Miguel del Pino, catedrático de Ciencias Naturales.
Digamos a los campesinos manifestantes de las jornadas de protesta que nos esperan, que extremen su civismo para seguir manteniendo su enorme carga de razón y nuestra solidaridad: la ciudad simpatiza con ellos y lo está demostrando, simpatiza con ellos tanto como desprecia a los políticos fanáticos y burocratizados.
Las cosas están cambiando para los burócratas de la UE que pretenden conducir a la agricultura hasta una situación económicamente insostenible para agradar a los defensores de las supuestas «verdades incómodas» de Al Gore. El campo español no puede más y estalla.
Es difícil entender la asunción por parte de la izquierda española de unos postulados europeos ultraecologistas que no tienen en cuenta la realidad económica de las actividades agrícolas, ganaderas y silvicultoras para rendirse a las exigencias de lo políticamente correcto desde el punto de vista urbanita.
Los agricultores están cargados de razón y muestran su indignación de una manera ejemplar, tan ardiente como civilizada, según corresponde a las buenas gentes.
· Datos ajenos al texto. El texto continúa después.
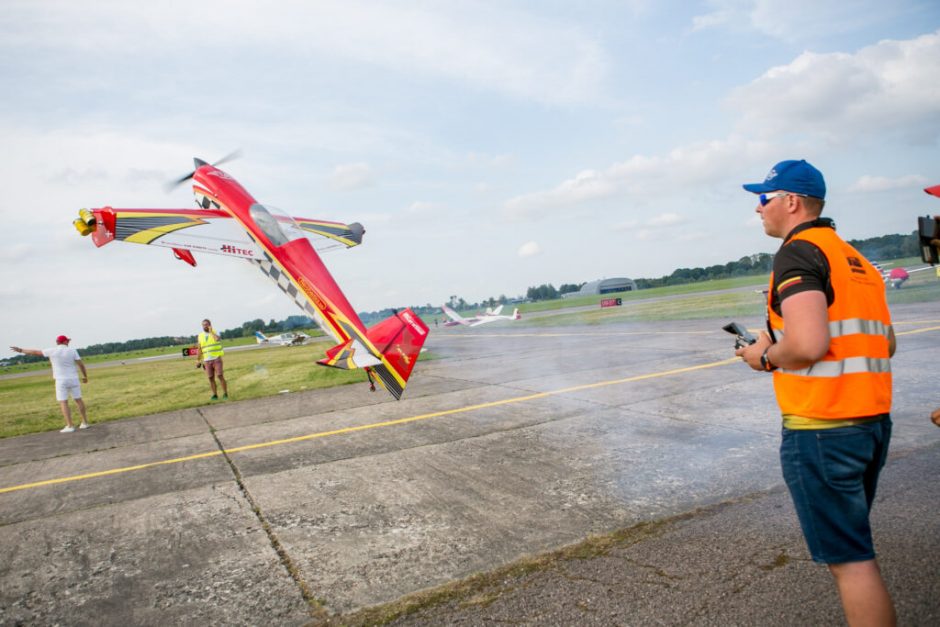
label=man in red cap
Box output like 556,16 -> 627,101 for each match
10,335 -> 88,433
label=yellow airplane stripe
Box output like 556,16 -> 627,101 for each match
0,357 -> 740,494
124,220 -> 205,244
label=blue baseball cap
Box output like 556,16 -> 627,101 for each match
742,159 -> 826,200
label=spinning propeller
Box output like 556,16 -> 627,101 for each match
166,149 -> 242,192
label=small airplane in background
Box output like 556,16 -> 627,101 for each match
73,155 -> 428,400
871,261 -> 931,289
441,305 -> 522,327
255,331 -> 310,346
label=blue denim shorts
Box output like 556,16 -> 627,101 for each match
780,415 -> 891,564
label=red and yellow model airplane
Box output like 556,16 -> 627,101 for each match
74,159 -> 428,399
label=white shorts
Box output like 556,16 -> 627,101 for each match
55,379 -> 82,401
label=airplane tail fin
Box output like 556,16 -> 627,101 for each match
366,309 -> 428,400
317,309 -> 428,400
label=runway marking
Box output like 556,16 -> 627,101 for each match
434,331 -> 714,339
0,357 -> 740,494
895,327 -> 940,335
0,321 -> 940,494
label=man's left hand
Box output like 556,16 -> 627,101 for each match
734,331 -> 773,372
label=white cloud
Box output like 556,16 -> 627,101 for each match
729,31 -> 940,145
504,137 -> 772,219
849,174 -> 927,192
327,163 -> 375,191
691,0 -> 904,43
646,213 -> 684,228
0,0 -> 610,103
518,242 -> 542,258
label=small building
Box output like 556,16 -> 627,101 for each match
565,277 -> 637,297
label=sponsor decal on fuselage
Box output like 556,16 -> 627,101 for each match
401,311 -> 427,336
222,244 -> 255,257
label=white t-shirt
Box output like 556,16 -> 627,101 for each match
42,344 -> 81,381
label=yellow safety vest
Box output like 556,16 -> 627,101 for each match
767,228 -> 891,420
199,331 -> 222,361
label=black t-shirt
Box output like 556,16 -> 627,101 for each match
770,218 -> 835,315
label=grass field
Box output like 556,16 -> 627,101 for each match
0,341 -> 366,438
0,268 -> 940,438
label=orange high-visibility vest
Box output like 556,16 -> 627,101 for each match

Afortunadamente los altercados y enfrentamientos con las fuerzas policiales están siendo mínimos, pero, comprendiendo que los agentes del orden tienen que cumplir órdenes para evitar los colapsos en el tráfico y los desórdenes mayores, la imagen de agricultores revolcados o golpeados debería derribar de sus poltronas a los malos legisladores que son en realidad los verdaderos culpables.
La mayor parte de los problemas del campo no son bien comprendidos ni interpretados correctamente desde la ciudad, aunque todos aceptemos que los alimentos básicos no nacen en el seno de los supermercados; pero hasta los urbanitas empedernidos entienden que no se puede trabajar sin beneficio económico, por no decir a pérdidas. Realmente la llamada «transición ecológica«, con todo el peso de su ministerio a cuestas, viene a suponer realmente una «transición a la ruina«.
Pero una transición a la ruina no sólo para las gentes del campo sino para toda la sociedad en su conjunto, incluyendo en la catástrofe económica a un mundo urbanita que parece mostrar una conducta suicida.
La política de competencias económicas de una Europa en forma de «bombilla fundida», muy compleja pero ineficiente, es sencillamente disparatada: las concesiones al buenismo de algo que no se puede llamar ecologismo real, sino ensoñaciones «veganoanimalistaantihumanistas» por no alargar el palabro añadiendo más «istas», que cabrían, han terminado por provocar a quienes realmente sostienen el campo y los montes, los héroes que aún no se han marchado de estos entornos.
Claro que existen formas de preservar los entornos naturales no degradados y necesitados de protección, también de conservar las especies silvestres mediante las figuras de reserva adecuadas. El desarrollo agrícola y ganadero no tiene por qué incidir en la conservación del entorno natural, antes bien todo lo contrario.
La obsesión por las transformaciones que se suponen necesarias para frenar el supuesto «cambio climático antropogénico» ha venido a constituirse en un nuevo y poderosísimo enemigo para las producciones agrícolas y ganaderas: los bosques de molinos eólicos descuartizan aves y deterioran brutalmente la belleza de nuestros paisajes, al tiempo que las crecientes extensiones de los espejos solares, impropiamente calificadas de «granjas», ocupan miles de hectáreas que deberían dedicarse a la ganadería y la agricultura. Esta situación es insostenible.
Es insostenible porque la rentabilidad noble del campo, base de la obtención de alimentos, no puede competir con el gigante de las subvenciones y la compra de voluntades de las autoridades del mundo del campo; despidamos al turismo rural, a la ganadería extensiva, a las prácticas agrícolas tradicionales como el barbecho o la pradería; todo se inclina ante el poder del «ídolo climático».
Pero abramos una ventana a la esperanza: la indignación, por no decir el hartazgo del mundo rural, parece capaz de derribar tanto ídolo de barro; ha llegado la hora de que tantos especuladores saquen sus manos de los decretos y las prohibiciones contenidos en las PAC «superecológicas», que son en realidad sentencias mortales para la supervivencia de la población rural que, no lo olvidemos, es quien sostiene este medio con su presencia y su trabajo.
Digamos a los campesinos manifestantes de las jornadas de protesta que nos esperan, que extremen su civismo para seguir manteniendo su enorme carga de razón y nuestra solidaridad: la ciudad simpatiza con ellos y lo está demostrando, simpatiza con ellos tanto como desprecia a los políticos fanáticos y burocratizados.
Se abre un tiempo para la esperanza y para la caída de los ídolos climáticos, y para los adoradores del becerro de oro de las subvenciones. Así lo esperamos y deseamos.
Miguel del Pino, catedrático de Ciencias Naturales.